Newly qualified solicitor struck off for false time recording


SDT: Lack of experience not a mitigating factor

A newly qualified solicitor who “falsely recorded time across a number of files” to show his law firm that he was meeting his billing target has been struck off by Solicitors Disciplinary Tribunal (SDT).

Matthew Nester denied acting dishonestly and said it had always been his intention to complete the work for which he had recorded time.

The tribunal heard that Mr Nester, admitted in July 2021, was dismissed by national law firm Hugh James and reported to the Solicitors Regulation Authority (SRA) only six months later.

He was found to have created, over four days in January 2022, time records which were “inaccurate, misleading and in excess of the time actually spent”.

They had allowed him to meet his time-recording target of six and a half hours.

Mr Nester, who admitted acting with a lack of integrity and failing to act in a way that upheld public trust and confidence, told the tribunal that his home was “chaotic” at the time of the misconduct.

It recounted: “There was a national lockdown in Wales. His wife and three children were all at home. At the time he did not have a designated working space in his home and so was working in a communal area, where he was constantly disturbed by his children and his pet dog.

“As a result, he was unable to work efficiently and had been unable to be as productive as he ordinarily was.”

The tribunal heard that a partner at Hugh James noticed, when reviewing a closed file in January 2022, that Mr Nester had recorded 30 minutes of time for a ‘quarterly file review’ on 4 January.

The partner “thought that this was unusual because, firstly, the file was closed and secondly, it was not part of Mr Nester’s role to conduct quarterly file reviews”.

At a meeting with Mr Nester on 10 January, the partner explained that an email about file reviews had been aimed at supervisors and line managers and asked Mr Nester to send him the file supervision checklist.

Mr Nester did this but the partner noticed not only that the document had been created on 10 January and that the firm-wide email about file reviews had been sent the day after Mr Nester’s review.

The partner then ran a time-recording report for Mr Nester and contacted the firm’s HR department.
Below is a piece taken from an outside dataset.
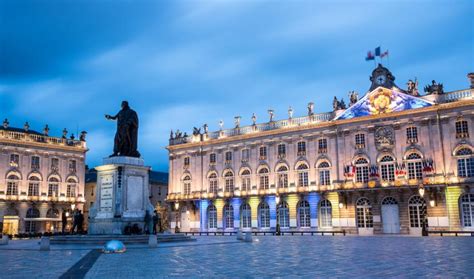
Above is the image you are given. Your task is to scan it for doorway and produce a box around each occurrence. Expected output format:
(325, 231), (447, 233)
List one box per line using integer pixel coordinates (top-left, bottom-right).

It emerged that the solicitor had incorrectly recorded four and a half hours of work on 4 January and three hours on 5 January, on a total of 14 separate client files.

Mr Nester admitted incorrectly recording a further hour of work on 7 January which “had not been carried out at all”, and over-recording some work by up to half an hour the day before.
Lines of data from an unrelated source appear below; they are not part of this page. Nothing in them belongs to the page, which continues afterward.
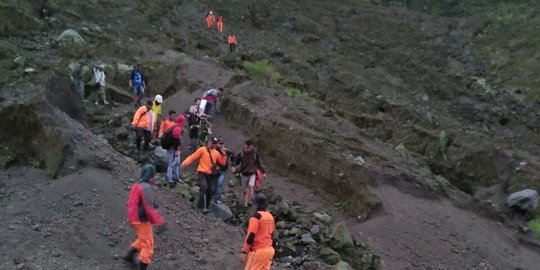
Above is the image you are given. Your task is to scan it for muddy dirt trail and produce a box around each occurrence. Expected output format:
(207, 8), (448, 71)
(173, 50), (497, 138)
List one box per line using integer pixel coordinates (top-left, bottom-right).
(162, 56), (540, 270)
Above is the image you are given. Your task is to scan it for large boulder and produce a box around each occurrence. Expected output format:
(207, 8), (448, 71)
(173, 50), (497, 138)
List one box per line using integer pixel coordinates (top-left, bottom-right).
(329, 222), (354, 249)
(507, 189), (538, 210)
(334, 260), (354, 270)
(209, 201), (233, 221)
(56, 29), (86, 46)
(319, 247), (341, 265)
While the tribunal “did not doubt that Mr Nester intended to undertake that work on some future date”, it did not accept that when creating the time records, Mr Nester “genuinely believed that it was permissible to record time for work that he had not done”.
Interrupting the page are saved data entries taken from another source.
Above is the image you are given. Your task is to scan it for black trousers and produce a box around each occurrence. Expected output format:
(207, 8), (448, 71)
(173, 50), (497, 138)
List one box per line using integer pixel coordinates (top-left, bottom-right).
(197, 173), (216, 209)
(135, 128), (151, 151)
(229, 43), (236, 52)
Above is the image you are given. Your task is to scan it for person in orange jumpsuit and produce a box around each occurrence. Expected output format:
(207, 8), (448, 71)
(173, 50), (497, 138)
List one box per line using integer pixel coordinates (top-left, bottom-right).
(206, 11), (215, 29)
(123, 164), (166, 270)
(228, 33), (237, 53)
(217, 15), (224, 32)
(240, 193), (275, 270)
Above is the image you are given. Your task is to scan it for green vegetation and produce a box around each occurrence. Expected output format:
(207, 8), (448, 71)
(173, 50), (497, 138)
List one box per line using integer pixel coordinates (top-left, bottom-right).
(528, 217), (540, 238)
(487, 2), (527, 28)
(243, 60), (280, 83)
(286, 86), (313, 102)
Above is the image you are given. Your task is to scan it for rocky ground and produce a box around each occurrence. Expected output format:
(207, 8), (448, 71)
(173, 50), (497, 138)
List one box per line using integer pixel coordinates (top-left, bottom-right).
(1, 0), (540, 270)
The SDT disagreed with the SRA that “clients could have potentially been charged for the work he had undertaken” because time recorded for administrative work would not have been charged.

However, “ordinary and reasonable people would consider that a solicitor who fabricated time on a file, in order to make his employer believe that he had done more work than he actually had, was dishonest”.

His misconduct was “motivated by his desire to evidence to the firm that he was working effectively and achieving his daily time recorded hours as expected of him”.

His actions were planned and repeated across a number of files. Although he was newly qualified at the time, his lack of experience was “not a mitigating factor”

“All solicitors, irrespective of their experience, knew that it was improper to record time for work that had not been performed.”

The SRA applied for £8,000 in costs, but having heard evidence that Mr Nester was unemployed, with dependent children, “a significant amount of debt” and no assets, the tribunal made no order for costs.




    Readers Comments

  • Phil says:

    Could he not have simply been put on some sort of watch list??
    Demoted? Re do training?
    Struck off is a bit harsh.

  • Davidhewitt@hewittassocs.com says:

    Shockingly harsh, no compassion there whatsoever. I think people need to have a damned good look in the mirror.

  • Frank nailer says:

    Harsh decision. The Law firm should be ashamed of themselves

  • AMW says:

    This judgement is appalling. Given the circumstances and the pressure this man was under at the time, probably without adequate support or supervision, surely something else could have been done rather than struck off.
    Truly awful with a total lack of compassion.